Sun, April 12, 9:45 to 11:15am PDT (9:45 to 11:15am PDT), InterContinental Los Angeles Downtown, Floor: 7th Floor, Hollywood Ballroom I

Abstract

1. Objective
The current work documents the progress in the performance-based assessment of critical thinking (CT) towards an automated essay coding (AEC) system based on a multi-shot LLM approach.
2. Theoretical Framework
The reconceptualization of CT as a “21st century skill” (Braun et al., 2020) lead to an effort to develop valid measures (Shavelson et al., 2019). Performance Assessment (PA) Tasks with essays as data base has prevailed as the most accepted format within iPAL-Consortium (Shavelson et al., 2018).

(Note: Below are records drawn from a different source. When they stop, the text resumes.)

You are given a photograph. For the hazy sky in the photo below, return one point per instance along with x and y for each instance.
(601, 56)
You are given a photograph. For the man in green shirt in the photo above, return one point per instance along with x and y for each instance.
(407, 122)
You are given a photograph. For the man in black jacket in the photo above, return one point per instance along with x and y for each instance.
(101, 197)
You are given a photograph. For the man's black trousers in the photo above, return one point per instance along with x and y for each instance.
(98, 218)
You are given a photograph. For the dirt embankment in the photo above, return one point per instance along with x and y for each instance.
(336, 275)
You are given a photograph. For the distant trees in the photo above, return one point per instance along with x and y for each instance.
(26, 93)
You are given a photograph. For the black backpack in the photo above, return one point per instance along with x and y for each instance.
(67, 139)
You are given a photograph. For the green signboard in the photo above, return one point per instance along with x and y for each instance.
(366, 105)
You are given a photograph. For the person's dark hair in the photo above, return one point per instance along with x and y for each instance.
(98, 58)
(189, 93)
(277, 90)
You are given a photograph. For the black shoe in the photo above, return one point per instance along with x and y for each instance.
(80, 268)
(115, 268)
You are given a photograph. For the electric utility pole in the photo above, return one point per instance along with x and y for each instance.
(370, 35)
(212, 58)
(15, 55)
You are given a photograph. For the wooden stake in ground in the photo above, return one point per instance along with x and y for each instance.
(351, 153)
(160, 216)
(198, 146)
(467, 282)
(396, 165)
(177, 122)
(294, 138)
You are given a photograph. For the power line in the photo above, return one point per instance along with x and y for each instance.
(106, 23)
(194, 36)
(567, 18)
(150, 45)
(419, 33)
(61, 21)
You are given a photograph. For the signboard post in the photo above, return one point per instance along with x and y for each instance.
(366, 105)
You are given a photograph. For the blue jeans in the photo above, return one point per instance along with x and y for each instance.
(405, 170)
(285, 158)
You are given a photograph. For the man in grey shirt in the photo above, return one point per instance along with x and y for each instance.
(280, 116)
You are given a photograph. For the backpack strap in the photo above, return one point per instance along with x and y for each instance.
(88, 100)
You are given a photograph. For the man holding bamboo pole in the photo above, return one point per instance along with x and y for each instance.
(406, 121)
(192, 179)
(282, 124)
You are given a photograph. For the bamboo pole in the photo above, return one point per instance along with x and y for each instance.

Reliable coding of PA task essays has been a challenge because coder training is time consuming compared to conventional CT measures. Ebright-Jones and Cortina (2025) presented a PA that reduces the complexity of the task and simplifies the coding strategy: Each task consists of 7 to 8 authentic documents which contain as many arguments in favor as in opposition of a proposal. Trained coders identify the arguments an essay engages with and, among other details, whether trustworthiness of resources is reflected. The interrater reliability averages Cohen’s kappa = .75. While this is considered high, it still introduces a significant amount of error variance. Based on observations during coder training, the main coder weakness is to miss arguments. We were therefore developing a LLM model to address this weakness.
3. Methods
Different from other LLMs, Claude.ai (Sonnet 4) can utilize user-supplied supplementary data files without integrating it into its information corpus. For our PA task, we compiled a spreadsheet that included, for each of the 30 arguments across the documents, sample phrases identified by 5 independent coders from 213 past-collected essays.
4. Data Sources
We entered 25 new essays from the latest data collection (fall 2024) which were first coded traditionally by one or two trained coders. The following prompt was given to Claude:
“In the word document, arguments are labeled as R, T, -15 to +15. Which arguments does the following essay use? If a statement fits more than one label, use the one that fits best.” Note that R and T refer to explicit mention of a document source (R) and a reflection of the trustworthiness of a source (T).
5. Results
We analyzed the number of positive and negative arguments identified by the human coders and Claude. As predicted, the LLM identified consistently more arguments than the human coders. Broken down by individual arguments, the human coders and LLM are very consistent in which arguments were identified, with human coders occasionally missing a code. Consistent with this observation, the correlation of LLM with the highest score of the two human coders (for positive and negative argument separately) is higher than each correlation of LLM with individual coders, which, in turn, are higher than the correlations of the two coders (traditional interrater reliability).
6. Significance
We conclude that LLM is a promising alternative to human coding of PA essays when the universe of arguments is known for the task.